CS 6453: Geode and Clarinet Soumya Basu April 13, 2017 Motivation - PowerPoint PPT Presentation

CS 6453: Geode and Clarinet Soumya Basu April 13, 2017

Motivation

Status Quo Tens of datacenters 100s of Terabytes of bandwidth!

Why is this a problem? • Application demands are growing • Wide Area Network capacity is growing more slowly than Datacenter bisection bandwidth • (2015)1 Pb/s for datacenters vs 100 Tb/s for WAN • Different jurisdictions are getting more protective about data • Might be illegal to use this approach for analytics • Assumption: Derived data is OK to share

Related Work • Lots of prior work on distributed databases • Always assumed that databases were in a LAN • Transactional workloads (arbitrary, random queries) • Geode assumes that queries change slowly

Related Work • All prior work lacks some key feature that Geode provides • Solutions that don’t focus on bandwidth costs • Spanner, Mesa, RACS • Solutions that don’t handle the relational database model • Jetstream, Volley • Solutions that don’t handle multi-cloud scenarios • Hive, Pig, Spark

Batch Analytics Requirements • Optimize bandwidth costs • Constraints: • Sovereignty: Laws preventing data migration • Fault-tolerance: May have some replication • Non-issues: latency, consistency

More Assumptions • Data Birth: Cannot intelligently partition the data- locations are given • Fixed Queries, but supports slowly changing query workload • e.g. finding the top 10 bestselling books every day • Inter-Datacenter Bandwidth is scarce • Intra-datacenter bandwidth, cpu, storage free

Contributions • Subquery deltas • Pseudo-distributed measurement • Query optimization

Subquery Deltas • Cache all subqueries sent across datacenters • Subsequent queries are recomputed at the origin • Origin only sends the diff between the old and new output • In TPC-H, this saves 3.5x bandwidth on 6 of the queries

Pseudo-distributed measurement • How much data will be sent across the WAN for a particular query? • If queries stay the same, can create a plan per query • Two insights to make this measurement possible • Insert a WHERE clause into each SQL query to simulate per-partition output • Ignore partial aggregation in datacenters

Query Optimization • Centralized query planning from distributed database literature • Change cost functions based on bandwidth measurements • Two other problems • Site Selection: Where to run each task • Data Replication: Where copies are stored

Query Optimization (cont) • Naive approach: solve both problems using ILP • Solver timeout of 1 hour only handles ~10 datacenters • Greedy heuristic for site selection: pick the site where copying over the input data is cheapest • Use simple ILP to solve data replication

Limitations • Weak consistency is not useful for many types of applications • Completely ignores underlying privacy reasons behind data migration • Many step query analytics not expressible in Geode • This is solved by our next paper!

Clarinet

Problem Statment • Same geo-distributed setting as Geode • Clarinet minimizes query response time • Where a query takes ~seconds-minutes to run • WAN bandwidth is taken into account in model • Supports richer analytics queries than Geode (multi-stage queries)

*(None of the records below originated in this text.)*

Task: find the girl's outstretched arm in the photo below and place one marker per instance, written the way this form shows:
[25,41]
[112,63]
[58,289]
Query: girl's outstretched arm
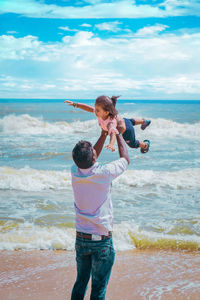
[80,105]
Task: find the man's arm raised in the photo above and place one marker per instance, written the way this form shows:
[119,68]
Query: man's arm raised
[99,144]
[80,105]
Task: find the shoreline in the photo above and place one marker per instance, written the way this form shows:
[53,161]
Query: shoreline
[137,274]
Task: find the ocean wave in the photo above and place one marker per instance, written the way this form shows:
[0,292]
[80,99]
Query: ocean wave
[159,128]
[126,236]
[26,124]
[28,179]
[166,128]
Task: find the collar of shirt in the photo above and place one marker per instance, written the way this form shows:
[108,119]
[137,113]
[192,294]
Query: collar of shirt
[88,170]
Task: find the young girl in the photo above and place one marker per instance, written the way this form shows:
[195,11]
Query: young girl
[109,120]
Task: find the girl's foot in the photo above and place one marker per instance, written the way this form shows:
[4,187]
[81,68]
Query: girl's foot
[146,148]
[146,123]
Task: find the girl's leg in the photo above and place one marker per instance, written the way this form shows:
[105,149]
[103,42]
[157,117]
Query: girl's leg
[144,123]
[137,121]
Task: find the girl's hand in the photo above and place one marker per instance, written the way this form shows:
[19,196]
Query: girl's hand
[111,147]
[69,102]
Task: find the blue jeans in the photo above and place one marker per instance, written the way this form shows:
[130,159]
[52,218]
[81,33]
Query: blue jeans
[94,258]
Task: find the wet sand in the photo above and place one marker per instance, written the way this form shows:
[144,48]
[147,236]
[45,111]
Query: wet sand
[137,274]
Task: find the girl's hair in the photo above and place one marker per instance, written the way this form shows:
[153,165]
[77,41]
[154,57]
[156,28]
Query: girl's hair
[108,104]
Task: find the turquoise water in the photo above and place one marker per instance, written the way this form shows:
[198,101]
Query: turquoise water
[157,198]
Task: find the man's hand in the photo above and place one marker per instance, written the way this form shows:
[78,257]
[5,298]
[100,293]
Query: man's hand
[111,147]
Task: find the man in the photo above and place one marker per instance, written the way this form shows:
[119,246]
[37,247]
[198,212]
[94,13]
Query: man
[91,184]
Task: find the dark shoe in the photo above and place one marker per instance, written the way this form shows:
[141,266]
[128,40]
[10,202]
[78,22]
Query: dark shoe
[146,149]
[146,123]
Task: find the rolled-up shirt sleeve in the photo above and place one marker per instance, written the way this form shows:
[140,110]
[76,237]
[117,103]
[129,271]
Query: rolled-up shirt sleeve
[116,167]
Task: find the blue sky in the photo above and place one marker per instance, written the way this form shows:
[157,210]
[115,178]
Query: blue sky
[81,49]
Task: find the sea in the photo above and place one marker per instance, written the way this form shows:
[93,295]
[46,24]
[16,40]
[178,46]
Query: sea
[156,201]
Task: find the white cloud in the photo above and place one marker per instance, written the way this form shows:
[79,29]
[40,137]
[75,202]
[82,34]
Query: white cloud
[151,30]
[109,26]
[66,28]
[84,65]
[99,9]
[86,25]
[11,32]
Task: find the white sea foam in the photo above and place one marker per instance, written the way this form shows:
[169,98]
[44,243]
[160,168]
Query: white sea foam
[126,236]
[26,124]
[27,179]
[159,128]
[166,128]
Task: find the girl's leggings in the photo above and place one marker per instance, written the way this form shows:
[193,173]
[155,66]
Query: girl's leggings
[129,134]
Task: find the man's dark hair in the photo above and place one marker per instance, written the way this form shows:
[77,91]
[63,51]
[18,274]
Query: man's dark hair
[83,154]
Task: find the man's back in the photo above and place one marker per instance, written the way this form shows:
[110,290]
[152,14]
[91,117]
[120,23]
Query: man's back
[92,198]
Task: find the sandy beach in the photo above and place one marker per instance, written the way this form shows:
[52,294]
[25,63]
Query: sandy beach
[137,274]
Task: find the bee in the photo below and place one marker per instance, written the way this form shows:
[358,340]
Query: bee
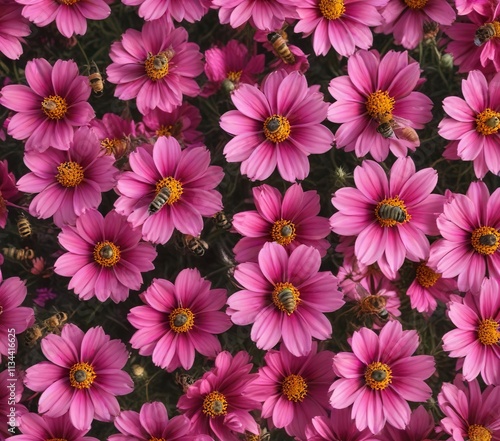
[159,200]
[24,226]
[95,79]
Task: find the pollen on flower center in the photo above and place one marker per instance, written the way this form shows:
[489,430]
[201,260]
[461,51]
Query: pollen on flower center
[69,174]
[286,297]
[82,375]
[488,332]
[331,9]
[106,254]
[277,128]
[294,387]
[215,404]
[378,375]
[54,107]
[181,320]
[283,232]
[485,240]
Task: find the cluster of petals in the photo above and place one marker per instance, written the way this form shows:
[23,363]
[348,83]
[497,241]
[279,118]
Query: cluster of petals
[375,89]
[156,65]
[473,123]
[470,227]
[390,216]
[105,256]
[178,320]
[278,125]
[219,404]
[51,107]
[68,182]
[285,297]
[83,376]
[290,220]
[189,179]
[380,376]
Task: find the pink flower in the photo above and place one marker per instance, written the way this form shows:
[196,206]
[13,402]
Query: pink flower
[83,376]
[13,26]
[289,220]
[285,297]
[178,320]
[219,404]
[276,125]
[477,334]
[375,91]
[475,122]
[380,376]
[70,15]
[229,66]
[156,65]
[186,176]
[152,423]
[341,24]
[470,413]
[470,226]
[105,257]
[68,182]
[406,19]
[51,108]
[390,217]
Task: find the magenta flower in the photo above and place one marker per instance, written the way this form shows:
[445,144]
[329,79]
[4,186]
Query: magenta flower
[341,24]
[294,389]
[380,376]
[105,256]
[470,226]
[189,180]
[178,320]
[51,108]
[470,413]
[219,404]
[83,376]
[70,15]
[13,26]
[406,19]
[68,182]
[156,65]
[276,125]
[474,122]
[477,335]
[390,217]
[285,297]
[290,220]
[152,423]
[377,90]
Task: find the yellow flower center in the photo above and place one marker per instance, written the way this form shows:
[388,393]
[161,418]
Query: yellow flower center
[215,404]
[391,211]
[276,128]
[479,433]
[283,232]
[488,332]
[379,103]
[488,122]
[331,9]
[106,254]
[82,375]
[286,297]
[378,375]
[181,320]
[54,107]
[174,187]
[426,277]
[69,174]
[485,240]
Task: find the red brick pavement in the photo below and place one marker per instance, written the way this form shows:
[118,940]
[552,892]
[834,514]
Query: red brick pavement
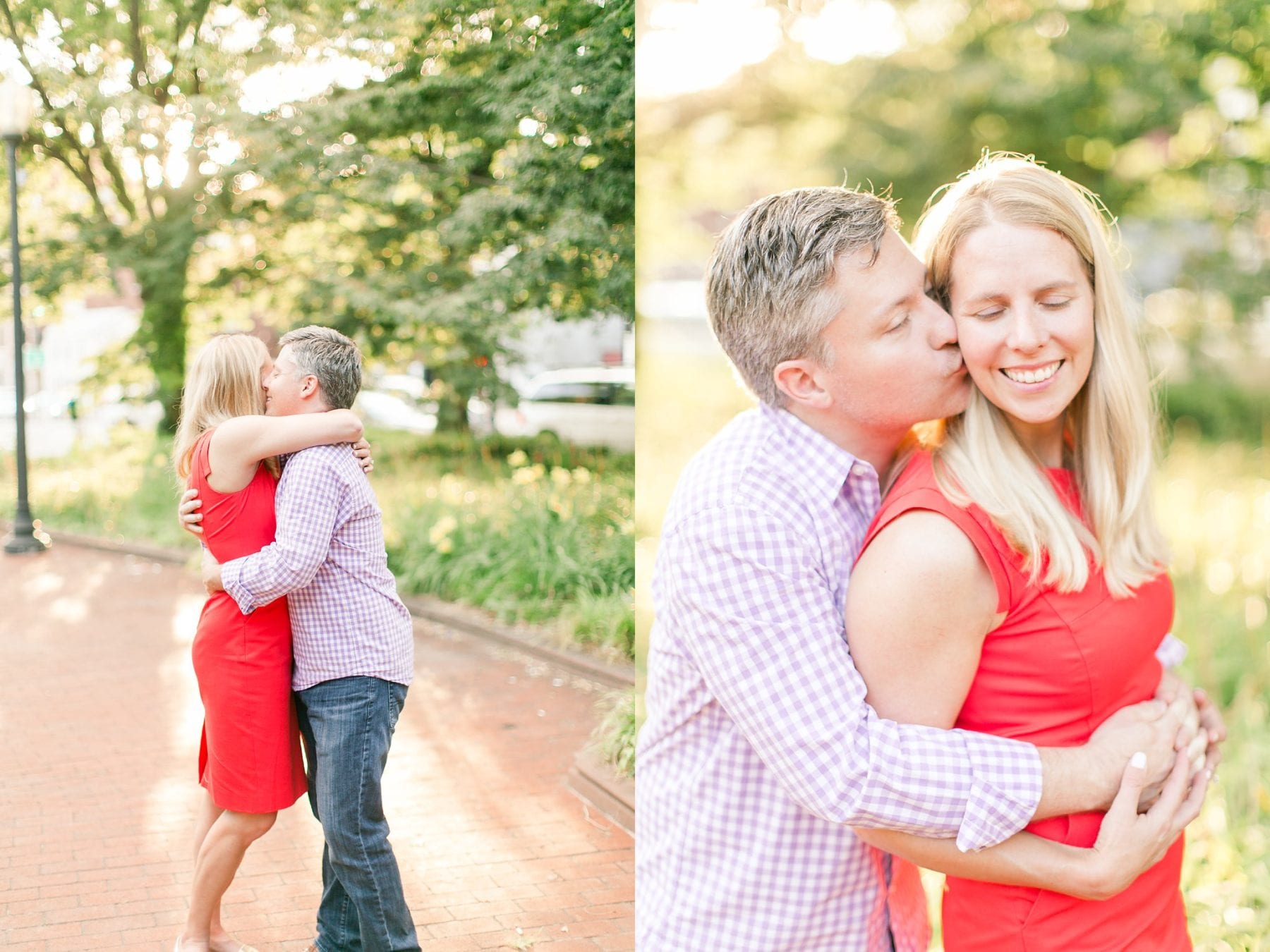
[99,723]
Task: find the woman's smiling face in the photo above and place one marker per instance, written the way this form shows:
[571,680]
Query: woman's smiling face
[1024,310]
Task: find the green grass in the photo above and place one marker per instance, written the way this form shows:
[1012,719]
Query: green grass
[1214,507]
[616,733]
[535,531]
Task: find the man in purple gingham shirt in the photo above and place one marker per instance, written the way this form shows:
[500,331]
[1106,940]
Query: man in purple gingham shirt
[760,752]
[353,644]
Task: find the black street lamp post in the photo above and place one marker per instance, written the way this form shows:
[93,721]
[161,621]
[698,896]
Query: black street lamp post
[14,117]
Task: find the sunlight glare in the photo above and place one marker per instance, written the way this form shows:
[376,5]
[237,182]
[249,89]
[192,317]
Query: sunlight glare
[690,47]
[270,88]
[845,30]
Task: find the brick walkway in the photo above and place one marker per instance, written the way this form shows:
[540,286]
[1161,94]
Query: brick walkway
[99,720]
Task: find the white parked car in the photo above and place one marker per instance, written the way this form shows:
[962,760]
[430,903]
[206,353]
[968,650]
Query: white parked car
[590,406]
[393,413]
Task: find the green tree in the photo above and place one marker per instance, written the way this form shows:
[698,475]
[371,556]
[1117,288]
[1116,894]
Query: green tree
[141,104]
[488,176]
[1156,107]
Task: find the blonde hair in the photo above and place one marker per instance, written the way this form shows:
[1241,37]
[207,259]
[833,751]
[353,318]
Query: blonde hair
[768,285]
[1111,419]
[222,382]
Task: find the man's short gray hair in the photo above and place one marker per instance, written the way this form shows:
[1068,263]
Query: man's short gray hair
[768,286]
[332,358]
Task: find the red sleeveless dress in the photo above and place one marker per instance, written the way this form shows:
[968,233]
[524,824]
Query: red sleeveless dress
[249,758]
[1056,668]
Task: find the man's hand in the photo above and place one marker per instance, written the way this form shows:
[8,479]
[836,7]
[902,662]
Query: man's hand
[211,574]
[1202,726]
[1130,843]
[188,514]
[1151,728]
[1212,726]
[362,451]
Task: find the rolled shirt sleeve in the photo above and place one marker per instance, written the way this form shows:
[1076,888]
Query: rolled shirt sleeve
[308,511]
[751,601]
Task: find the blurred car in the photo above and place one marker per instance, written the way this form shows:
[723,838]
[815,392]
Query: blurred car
[586,405]
[50,403]
[393,413]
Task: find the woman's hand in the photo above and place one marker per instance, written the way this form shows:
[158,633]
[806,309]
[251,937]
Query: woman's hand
[362,451]
[1130,843]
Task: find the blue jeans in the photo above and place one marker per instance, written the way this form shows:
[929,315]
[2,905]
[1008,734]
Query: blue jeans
[347,725]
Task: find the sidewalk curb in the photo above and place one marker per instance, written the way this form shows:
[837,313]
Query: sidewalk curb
[435,609]
[595,781]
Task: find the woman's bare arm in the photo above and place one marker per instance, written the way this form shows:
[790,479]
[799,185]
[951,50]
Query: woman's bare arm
[239,444]
[919,606]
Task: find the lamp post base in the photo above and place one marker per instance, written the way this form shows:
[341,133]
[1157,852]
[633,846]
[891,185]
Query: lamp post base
[23,539]
[23,545]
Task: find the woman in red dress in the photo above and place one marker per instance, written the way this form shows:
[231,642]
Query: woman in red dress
[1027,532]
[249,761]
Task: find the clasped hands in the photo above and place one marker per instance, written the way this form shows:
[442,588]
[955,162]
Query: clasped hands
[1173,747]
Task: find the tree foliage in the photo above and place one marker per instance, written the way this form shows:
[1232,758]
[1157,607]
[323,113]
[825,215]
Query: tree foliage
[1159,107]
[389,184]
[489,176]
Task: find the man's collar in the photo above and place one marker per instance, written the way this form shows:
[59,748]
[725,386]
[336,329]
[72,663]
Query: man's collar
[819,465]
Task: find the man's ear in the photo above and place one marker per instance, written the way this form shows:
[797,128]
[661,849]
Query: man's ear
[800,384]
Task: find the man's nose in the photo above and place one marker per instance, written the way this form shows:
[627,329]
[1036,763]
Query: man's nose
[943,328]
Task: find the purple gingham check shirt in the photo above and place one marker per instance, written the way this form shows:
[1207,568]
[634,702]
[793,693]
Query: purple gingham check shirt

Technical Contributions • Main insight: Let database incorporate WAN into evaluation of query plans • Three techniques introduced: • Late binding of the evaluation plan • Task Scheduling • Handling resource fragmentation

Late Binding • Normal query optimizer steps: • Generate possible query plans • Score all plans and pick the best one • Map the logical plan to a physical plan and execute

Late Binding • Clarinet query optimizer steps: • Generate possible query plans • Score all plans and pick the best one • Map all logical plans to physical plans • Score all physical plans and pick the best one

Multi-Query Late Binding • Generate possible query plans • Map all logical plans to physical plans, for all queries • Score all physical query plans, pick the shortest one • Reserve bandwidth on the network for that query • Repeat full process to pick the next query

Task Placement • Decided one stage at a time, minimizing per stage runtime • Scheduling of network transfers done by solving an ILP • Allows Clarinet to encode transfer dependencies • Doing task placement across queries is handled the same way

Resource Fragmentation • Naive network schedule simply follows the order the network was reserved in Late Binding step • This is Shortest Job First

Resource Fragmentation • Relaxation of SJF to k-SJF • Keep track of the k shortest jobs • If any of those flows are able to be scheduled, start it immediately • Fairness issue for long jobs, so add a deadline based heuristic to make things better • k has a sweet-spot to not increase average job completion time

Limitations • WAN Bandwidth varies, so assuming its constant is a bad assumption • Resource fragmentation solution is very ad-hoc • Not sure what the absolute numbers are in evaluation • Query response times decrease by 50%

Holy Grail • Interactive transactions • Both papers use ILP somewhere, so this technique would not work • Most of the overheads would be very stark with respect to the query processing time

CS 6453: Geode and Clarinet Soumya Basu April 13, 2017 Motivation - PowerPoint PPT Presentation

CS 6453: Geode and Clarinet Soumya Basu April 13, 2017 Motivation Motivation Status Quo Tens of datacenters 100s of Terabytes of bandwidth! Why is this a problem? Application demands are growing Wide Area Network capacity is

CLARINET: WAN-Aware Optimization for Analytics Queries Presented By Robert Claus Agenda 1.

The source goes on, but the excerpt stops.